旧教(カトリック)と新教(プロテスタント)の争いが激化する16世紀のイングランド。エリザベスは、3歳で私生児の烙印を押され、21歳で反逆罪でロンドン塔に幽閉される。しかし、腹違いの姉で彼女をロンドン塔に幽閉したメアリー女王の崩御後、世継ぎとして若干25歳の若さで史上二番目のイングランド女王に即位する。強国スペインとフランスの脅威にさらされ、'私生児'エリザベスの王位継承に疑問を投げかけるスコットランドも国境を脅かす。国内でも血塗られた宗教論争と、大貴族たちの権力闘争が渦巻き、まだ2流国に過ぎないイングランドの財政は極めて逼迫していた。エリザベスには愛する恋人ダドリーがいたが、女王の立場は関係の緊迫した隣国との政略結婚を迫る。様々な謀略が渦巻き絶えず命を狙われるエリザベス。スペイン王、フランス王子・・・若き独身の女王に群がる求婚者たちを尻目に、スキャンダルの的となりながらもダドリーとの逢瀬を重ねていた。外国人と結婚すればイングランドを属国扱いにされかねないし、国内の貴族のひとりを選べば反対派の妬みを買う。宰相のセシルは早く結婚して世継ぎを設けて欲しいと切望しているのだが。カトリックの最高権力・ローマ法王からの暗殺司令、大貴族ノーフォーク公をはじめとした旧教派の陰謀、刺客・・・迫り来る危機と混乱の中で、いかにしてエリザベスは'女'を、そして'人間'を超越し、ヴァージン・クィーンとして君臨するに至ったか・・・?


アカデミー賞にノミネートされたというだけあって衣装や美術等のビジュアルはとても美しかったのですが、肝心のドラマの方がイマイチでした。

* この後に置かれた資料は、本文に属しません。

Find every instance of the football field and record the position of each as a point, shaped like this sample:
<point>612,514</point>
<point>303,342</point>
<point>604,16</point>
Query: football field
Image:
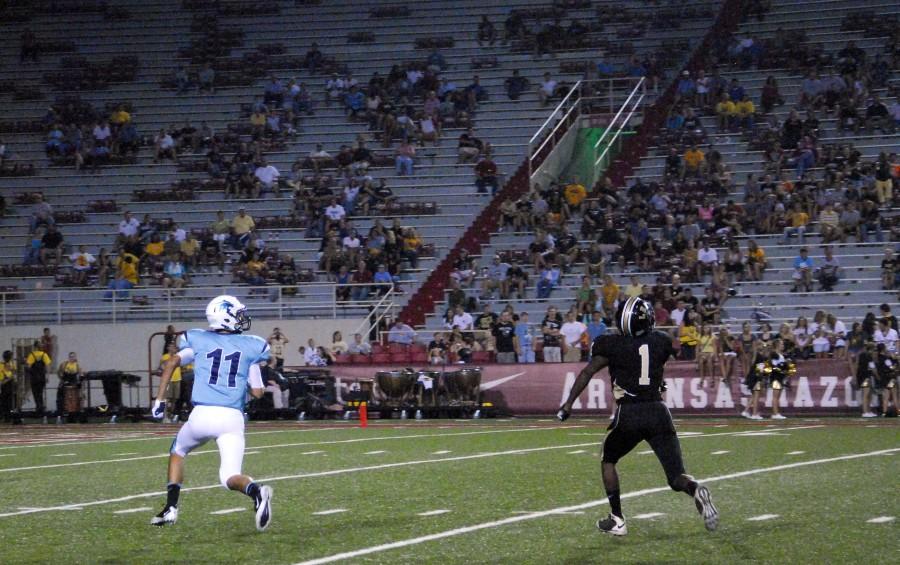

内容自体は悪くないのですが、歴史の教科書をなぞったような感じに歴史的事実をタンタンタンと並べられたようでした。テンポが非常に良いので観ていて飽きませんが、これでは逆に相当歴史の知識が無いと、エリザベスの一人の女性としての姿はなんとなくは分かっても、物語全体は良く分からないと思います。


また、史劇である以上は仕方ないことですが、登場人物が多いのも混乱に拍車をかけてました。


とは言え、キャストがなかなか味があって良かったと思います。特に、最初はごく普通の女性であったのが、数々の裏切りによってどんどんたくましく強い女性になっていくエリザベスを演じたC・ブランシェットは凄いと思いました。


なお、本作ではドラマを優先させるために、ローマ法王からの破門宣告、ウォルシンガムの出仕、ノーフォーク公の処刑、フランス王子の来英等、さまざまな出来事を多少時代をずらして作品に取りいれていて、これらは本来はもっと後の出来事です。


また、本作では老人となっていたウィリアム・セシルは、実際はエリザベスとは一回りほどしか違わず、これほど早く引退せず、死ぬ間際までウォルシンガムと共に約40年間女王の傍で仕えました。スコットランドのメアリー・オブ・ギースの暗殺や、ダドリーの陰謀荷担もフィクションです。